The Descent

November 23rd, 2006 Film, Film Reviews, Xpress

Written and Directed by Neil Marshall

Starring Natalie Mendoza, Shauna Macdonald, Alex Reid, Saskia Mulder, Myanna Buring, Nora-Jane Noone

Since the political correctness craze, you haven’t been able to make a movie without someone assigning issues and subtexts to it. 20 years ago The Da Vinci Code would have been just another chase thriller, but after attacks by image conscious interest groups from Opus Dei to competing authors it became one of the hot potatoes of 2006.

Genres that tap into our most subconscious depths such as horror or love stories have attracted similar socio-political debate, and proof that Hollywood is stumbling in the issues-aware 21st century is the cranking out of tired remakes of horror classics. Movie marketers know horror works and they know why, they just don’t seem to be able to replicate it without churning out what’s already been done, complete with a music video director and the publicity party line that it’s a ‘reimagining’.

True movie fans get it. Movie fan directors like Neil Marshall and Peter Jackson sat in their living rooms watching video nasties like Driller Killer, Dawn of the Dead and I Spit on Your Grave in the mid 80s, and they get it.

Horror is its own purpose. That’s why in the 21st century, when a film like Dog Soldiers (Marshall’s latest effort) comes out, fans latch onto it amid the self-referential, too-smart-for-their-own good issues movies that most cinema is concerned with. There’s no secret to it — we want to be scared, and Marshall wants to scare us.
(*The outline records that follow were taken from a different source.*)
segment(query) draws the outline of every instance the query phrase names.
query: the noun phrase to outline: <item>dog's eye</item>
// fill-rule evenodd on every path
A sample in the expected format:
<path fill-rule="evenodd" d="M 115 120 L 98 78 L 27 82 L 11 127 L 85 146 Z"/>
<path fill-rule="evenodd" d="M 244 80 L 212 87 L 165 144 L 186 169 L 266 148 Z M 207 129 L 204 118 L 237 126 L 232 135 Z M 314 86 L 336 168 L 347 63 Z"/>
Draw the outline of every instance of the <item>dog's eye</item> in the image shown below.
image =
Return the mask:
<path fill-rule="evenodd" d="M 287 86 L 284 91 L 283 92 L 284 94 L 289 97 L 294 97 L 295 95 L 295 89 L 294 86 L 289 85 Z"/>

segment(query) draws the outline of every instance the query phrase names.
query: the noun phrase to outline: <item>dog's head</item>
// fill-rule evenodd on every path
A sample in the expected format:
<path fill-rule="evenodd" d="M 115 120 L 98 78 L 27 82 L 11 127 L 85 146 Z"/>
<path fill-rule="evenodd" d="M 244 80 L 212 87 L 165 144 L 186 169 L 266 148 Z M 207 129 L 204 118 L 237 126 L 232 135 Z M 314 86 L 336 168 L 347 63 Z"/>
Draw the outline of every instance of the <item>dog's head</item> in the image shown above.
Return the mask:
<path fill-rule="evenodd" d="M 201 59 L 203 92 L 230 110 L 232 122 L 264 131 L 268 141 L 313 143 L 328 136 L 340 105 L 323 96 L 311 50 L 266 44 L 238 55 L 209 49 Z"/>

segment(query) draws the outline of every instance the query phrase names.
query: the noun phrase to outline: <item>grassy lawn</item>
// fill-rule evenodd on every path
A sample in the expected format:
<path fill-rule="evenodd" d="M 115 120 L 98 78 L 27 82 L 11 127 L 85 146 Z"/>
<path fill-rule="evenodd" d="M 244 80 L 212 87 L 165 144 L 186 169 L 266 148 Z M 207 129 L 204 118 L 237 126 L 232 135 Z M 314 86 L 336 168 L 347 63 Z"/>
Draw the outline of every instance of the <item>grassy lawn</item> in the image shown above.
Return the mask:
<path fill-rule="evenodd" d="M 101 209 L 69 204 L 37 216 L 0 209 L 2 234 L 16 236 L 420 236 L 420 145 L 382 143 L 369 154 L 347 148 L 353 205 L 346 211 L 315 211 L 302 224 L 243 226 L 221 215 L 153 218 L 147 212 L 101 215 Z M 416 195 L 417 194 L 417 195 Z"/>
Like Dog Soldiers before it, The Descent is a stripped back scare film with a single, simple concept. A group of adventurer friends go caving. The caves are home to monsters. What more do you need to know?

Inexplicably held back for over a year before release in Australia, The Descent is indeed a scare movie. It comes partly from the short, sharp shocks of a horror movie, and partly from the solidness of an idea. Like Snakes on a Plane tapped into two of our biggest fears, The Descent isn’t only about being chased by carnivorous creatures, but being trapped underground in the cold and dark, an allegory for being dead and buried if ever there was one.

Sarah (Macdonald) and her friends make an annual pilgrimage to the wilds to do something adventurous. Returning from a rafting trip, a tragedy takes her family away from her in an early scene that’s one of the film’s most brutal and shocking.

To help her heal, her friends rally around her to organise the next trip. Led by Juno (Australian actress Mendoza), the daredevil of the bunch, they go caving deep in the soggy forests of Scotland.

When a rockslide traps them underground, there’s no real need for panic despite the danger — they have a map and they’re all experienced.

Then Juno drops the first bombshell. Earlier on we’ve seen her leave the map in the car and wondered what sinister business she was up to. It turns out to be a well intentioned but tragic idea to cheer Sarah up; she’s led them into an unexplored cave that has no map, intending for the group to name it in Sarah’s honour.

If that’s not bad enough, something’s in there with them, and when they find themselves in a chamber strewn with human bones, the fact they aren’t actually the discoverers of the cave system is the least of their worries.

The reveal of the creature is done in classic horror movie fashion, and from that moment on you’ll be gripped in Marshall’s whirlwind of terror. The creatures, which he describes as ‘cavemen who never left the caves’ are humanoid in stature but batlike in their abilities to find prey and move over rocks, and with only a few climbing picks and ropes between them and their numbers quickly depleting, the girls don’t have much hope.

As Marshall wanted, it’s effective as a return to horror films for its own sake. You can read whatever you want into the fact that the heroes are all female, and you can draw Freudian conclusions about the damp, dark confines representing a return to the womb if you want, but it’s scary. What the hell else do you want from a horror movie?